Speaking just days after President Barack Obama’s historic phone call with Iranian President Hassan Rouhani, Netanyahu appealed to the gathering to cast a skeptical eye on Iran’s pledge to strike a nuclear deal, saying that Tehran has repeatedly employed diplomatic outreach to disguise its plans to build a nuclear bomb.
He said that while Rouhani’s conciliatory rhetoric sets him apart from his confrontational predecessor, Mahmoud Ahmadinejad, both men remain committed to developing a nuclear bomb.
“Now I know Rouhani doesn’t sound like Ahmadinejad,” Netanyahu said, “but when it comes to Iran’s nuclear weapons program, the only difference between them is this: Ahmadinejad was a wolf in wolf’s clothing: Rouhani is a wolf in sheep’s clothing, a wolf who thinks he can pull the wool over the eyes of the international community.”
An Iranian diplomat with Iran’s U.N. delegation, Khodadad Seifi, responded swiftly, warning that “the Israeli prime minister had better not even think about attacking Iran, let alone planning for that. “Iran’s centuries-old policy of nonaggression must not be interpreted as its inability to defend itself,” Seifi said.

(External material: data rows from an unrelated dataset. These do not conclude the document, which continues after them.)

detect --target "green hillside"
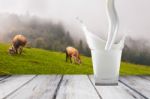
[0,43,150,75]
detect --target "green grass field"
[0,43,150,75]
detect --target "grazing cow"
[66,47,81,64]
[9,35,27,54]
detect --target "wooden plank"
[7,75,62,99]
[56,75,100,99]
[89,75,145,99]
[120,76,150,99]
[0,75,35,99]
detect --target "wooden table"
[0,75,150,99]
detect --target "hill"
[0,43,150,75]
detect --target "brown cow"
[9,35,27,54]
[66,47,81,64]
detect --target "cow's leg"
[69,56,72,63]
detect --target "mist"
[0,0,150,45]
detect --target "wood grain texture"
[0,75,35,99]
[89,75,144,99]
[56,75,100,99]
[120,76,150,99]
[7,75,61,99]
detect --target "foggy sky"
[0,0,150,40]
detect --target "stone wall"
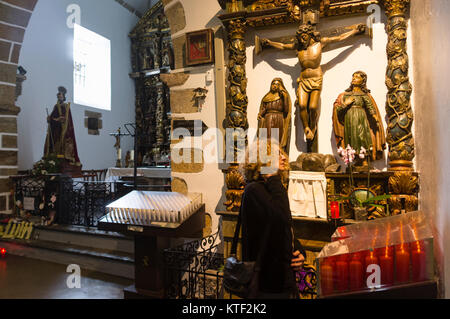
[0,0,37,214]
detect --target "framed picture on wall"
[186,29,214,66]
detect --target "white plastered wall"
[170,0,418,238]
[165,0,225,233]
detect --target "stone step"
[33,225,134,254]
[0,225,134,279]
[0,239,134,279]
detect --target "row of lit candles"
[320,241,429,295]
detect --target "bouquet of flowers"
[338,145,391,208]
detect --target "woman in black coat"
[241,142,306,299]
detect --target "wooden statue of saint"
[258,78,292,154]
[44,87,82,177]
[333,71,386,166]
[257,23,366,153]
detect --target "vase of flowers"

Netanyahu’s remarks followed a week of diplomatic exchanges between the U.S. and Iran, including a meeting of foreign ministers that brought Secretary of State John Kerry and Iranian Foreign Minister Mohammad Javad Zarif together at U.N. headquarters to discuss Iran’s nuclear program. The flurry of exchanges culminated with Obama’s phone call Friday to Rouhani, marking the first direct conversation between U.S. and Iranian leaders in more than 30 years.